Depois de tomar conhecimento de que o ME está na disposição de apetrechar as escolas para o enriquecimento do ensino e da aprendizagem, quis perceber a dimensão da iniciativa. Em primeiro lugar, há que dizer que elogio qualquer acção que enriqueça as condições de trabalho nas escolas. Contudo, não o farei acriticamente, o que me obriga a lamentar: que estas medidas não sejam generalizadas a todo o universo educativo [porque todos os alunos merecem as melhores condições de trabalho]; que a acção governativa seja encarada como um acto benemérito e não como uma obrigação de qualquer governante. Em segundo lugar, observando os objectivos e os critérios de selecção, desagrada-me o entendimento oficial da promoção das aprendizagens restrito ao espaço – sala de aula.
O Edital é claro quanto à finalidade da medida, não obstante o palavreado redondo que adorna os objectivos. O que o ME pretende é seleccionar escolas que pretendam usar o equipamento na sala de aula ou no trabalho a ser aplicado nas salas de aula. De fora, ficarão todas as iniciativas desenvolvidas no âmbito dos clubes escolares. Se se vier a confirmar esta minha leitura, estamos perante uma acção que reforça o carácter unidimensional da escola – a escola lectiva.

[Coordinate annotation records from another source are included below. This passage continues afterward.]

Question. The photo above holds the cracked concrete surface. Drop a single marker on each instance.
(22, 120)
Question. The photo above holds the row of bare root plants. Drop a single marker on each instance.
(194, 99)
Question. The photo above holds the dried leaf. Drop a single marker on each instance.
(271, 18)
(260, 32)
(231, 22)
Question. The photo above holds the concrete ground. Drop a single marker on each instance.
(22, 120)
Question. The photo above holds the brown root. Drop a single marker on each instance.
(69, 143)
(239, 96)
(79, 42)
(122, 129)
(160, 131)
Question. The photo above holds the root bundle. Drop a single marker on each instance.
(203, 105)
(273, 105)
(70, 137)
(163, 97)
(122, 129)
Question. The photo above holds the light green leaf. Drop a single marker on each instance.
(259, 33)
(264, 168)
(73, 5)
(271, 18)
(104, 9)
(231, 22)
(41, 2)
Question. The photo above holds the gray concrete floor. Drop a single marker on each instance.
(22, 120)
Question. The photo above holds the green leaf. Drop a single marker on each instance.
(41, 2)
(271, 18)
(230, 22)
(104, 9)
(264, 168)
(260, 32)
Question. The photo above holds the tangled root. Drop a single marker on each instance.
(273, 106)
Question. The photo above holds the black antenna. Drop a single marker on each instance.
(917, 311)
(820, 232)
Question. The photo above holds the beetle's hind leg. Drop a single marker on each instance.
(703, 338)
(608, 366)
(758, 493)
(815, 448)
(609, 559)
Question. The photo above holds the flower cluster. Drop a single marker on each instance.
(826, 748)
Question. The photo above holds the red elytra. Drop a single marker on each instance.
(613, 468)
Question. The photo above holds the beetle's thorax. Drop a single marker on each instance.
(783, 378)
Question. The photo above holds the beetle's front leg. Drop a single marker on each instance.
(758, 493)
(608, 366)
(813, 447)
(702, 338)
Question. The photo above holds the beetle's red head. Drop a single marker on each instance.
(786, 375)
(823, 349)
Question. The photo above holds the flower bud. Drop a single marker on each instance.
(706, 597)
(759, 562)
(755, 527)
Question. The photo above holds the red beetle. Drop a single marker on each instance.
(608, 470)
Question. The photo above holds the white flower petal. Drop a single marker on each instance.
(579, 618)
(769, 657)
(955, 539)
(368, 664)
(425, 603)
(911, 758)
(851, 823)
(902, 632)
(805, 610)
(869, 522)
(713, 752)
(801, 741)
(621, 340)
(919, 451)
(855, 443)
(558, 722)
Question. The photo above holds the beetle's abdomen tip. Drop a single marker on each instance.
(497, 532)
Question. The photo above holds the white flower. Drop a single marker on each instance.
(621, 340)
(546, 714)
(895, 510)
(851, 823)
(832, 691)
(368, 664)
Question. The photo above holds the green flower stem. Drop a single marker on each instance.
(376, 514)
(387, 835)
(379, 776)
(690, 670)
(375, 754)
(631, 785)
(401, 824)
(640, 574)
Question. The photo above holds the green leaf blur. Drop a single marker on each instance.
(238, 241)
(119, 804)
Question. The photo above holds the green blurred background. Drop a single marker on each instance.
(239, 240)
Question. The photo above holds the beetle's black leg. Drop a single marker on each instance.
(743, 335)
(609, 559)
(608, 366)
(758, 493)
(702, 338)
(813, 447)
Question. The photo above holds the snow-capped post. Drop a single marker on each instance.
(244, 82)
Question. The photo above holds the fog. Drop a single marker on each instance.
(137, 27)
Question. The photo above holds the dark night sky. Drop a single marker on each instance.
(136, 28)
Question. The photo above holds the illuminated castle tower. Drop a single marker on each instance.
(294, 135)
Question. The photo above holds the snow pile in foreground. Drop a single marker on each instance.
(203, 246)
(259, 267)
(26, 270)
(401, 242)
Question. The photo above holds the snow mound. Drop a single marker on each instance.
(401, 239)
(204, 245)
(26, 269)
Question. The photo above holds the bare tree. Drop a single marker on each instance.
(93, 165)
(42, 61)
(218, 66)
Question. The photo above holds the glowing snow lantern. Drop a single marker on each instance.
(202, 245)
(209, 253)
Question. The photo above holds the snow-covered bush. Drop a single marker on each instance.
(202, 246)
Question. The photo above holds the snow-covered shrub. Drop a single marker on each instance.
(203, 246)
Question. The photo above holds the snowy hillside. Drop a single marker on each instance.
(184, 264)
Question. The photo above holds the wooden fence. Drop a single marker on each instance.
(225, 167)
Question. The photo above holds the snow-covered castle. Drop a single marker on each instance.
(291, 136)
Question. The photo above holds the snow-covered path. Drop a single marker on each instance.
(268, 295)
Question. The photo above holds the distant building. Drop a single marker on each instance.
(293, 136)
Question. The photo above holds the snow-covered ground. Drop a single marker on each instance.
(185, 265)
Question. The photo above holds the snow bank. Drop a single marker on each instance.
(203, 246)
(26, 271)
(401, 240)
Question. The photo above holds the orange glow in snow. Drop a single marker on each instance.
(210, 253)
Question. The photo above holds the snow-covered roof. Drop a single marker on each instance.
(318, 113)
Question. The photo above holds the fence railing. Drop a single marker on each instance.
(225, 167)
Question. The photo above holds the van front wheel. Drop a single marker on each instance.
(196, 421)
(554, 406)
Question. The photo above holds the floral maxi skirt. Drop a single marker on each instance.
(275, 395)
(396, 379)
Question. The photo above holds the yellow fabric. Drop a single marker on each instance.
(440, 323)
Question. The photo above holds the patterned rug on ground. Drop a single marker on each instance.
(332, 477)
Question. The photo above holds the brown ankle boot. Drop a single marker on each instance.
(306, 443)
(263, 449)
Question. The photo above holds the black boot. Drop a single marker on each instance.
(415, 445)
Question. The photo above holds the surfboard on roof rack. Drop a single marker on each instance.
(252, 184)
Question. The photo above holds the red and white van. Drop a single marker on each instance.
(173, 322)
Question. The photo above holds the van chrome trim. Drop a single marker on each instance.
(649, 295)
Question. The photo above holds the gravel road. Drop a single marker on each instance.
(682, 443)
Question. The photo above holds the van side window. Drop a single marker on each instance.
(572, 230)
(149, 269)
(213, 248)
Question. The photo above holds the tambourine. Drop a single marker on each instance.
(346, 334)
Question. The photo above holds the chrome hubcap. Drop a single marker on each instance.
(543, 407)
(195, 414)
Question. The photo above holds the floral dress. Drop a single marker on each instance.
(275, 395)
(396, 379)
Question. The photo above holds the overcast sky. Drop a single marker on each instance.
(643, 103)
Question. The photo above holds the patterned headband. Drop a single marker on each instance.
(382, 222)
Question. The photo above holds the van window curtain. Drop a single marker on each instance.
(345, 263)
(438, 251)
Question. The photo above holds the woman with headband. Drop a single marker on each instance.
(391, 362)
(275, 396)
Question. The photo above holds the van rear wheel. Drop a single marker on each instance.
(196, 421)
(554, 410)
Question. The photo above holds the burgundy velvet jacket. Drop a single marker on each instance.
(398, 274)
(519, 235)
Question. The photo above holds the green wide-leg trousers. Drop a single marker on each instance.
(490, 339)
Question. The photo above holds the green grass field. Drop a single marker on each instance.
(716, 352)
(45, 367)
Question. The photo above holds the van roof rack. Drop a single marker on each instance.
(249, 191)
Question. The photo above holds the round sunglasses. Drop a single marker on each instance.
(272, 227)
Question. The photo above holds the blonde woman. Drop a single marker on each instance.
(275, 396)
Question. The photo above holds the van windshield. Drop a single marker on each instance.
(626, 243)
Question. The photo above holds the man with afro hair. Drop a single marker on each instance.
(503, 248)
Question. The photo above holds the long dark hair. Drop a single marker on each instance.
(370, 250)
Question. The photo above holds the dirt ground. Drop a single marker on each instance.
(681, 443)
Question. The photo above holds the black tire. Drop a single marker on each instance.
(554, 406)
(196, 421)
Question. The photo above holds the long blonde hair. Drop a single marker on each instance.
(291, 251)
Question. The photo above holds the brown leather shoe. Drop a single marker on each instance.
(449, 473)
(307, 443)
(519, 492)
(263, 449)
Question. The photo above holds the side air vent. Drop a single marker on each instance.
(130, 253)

É lançada a iniciativa Atribuição de Equipamentos Tecnológicos para o Enriquecimento do Ensino e da Aprendizagem, visando genericamente promover a melhoria das condições de trabalho nas escolas com 2.º e 3.º ciclos do ensino básico e com ensino secundário e, especificamente, apoiar o enriquecimento das actividades em curso na escola respeitantes a uma ou mais das iniciativas do ME, no quadro do seu projecto educativo e tendo como finalidade o desenvolvimento das seguintes actividades:

Como se percebe facilmente, todas as actividades visam apoiar projectos educativos, o que dispensaria qualquer referência adicional. E por que razão se acrescentaram outros objectivos? Para disfarçar a direccionalidade desta iniciativa: a sala de aula. Creio que esta simples redundância reflecte e confirma uma visão de escola – unidimensional – que sempre se mostrou muito voluntariosa com as consequências dos problemas escolares e demasiado prudente com as suas causas.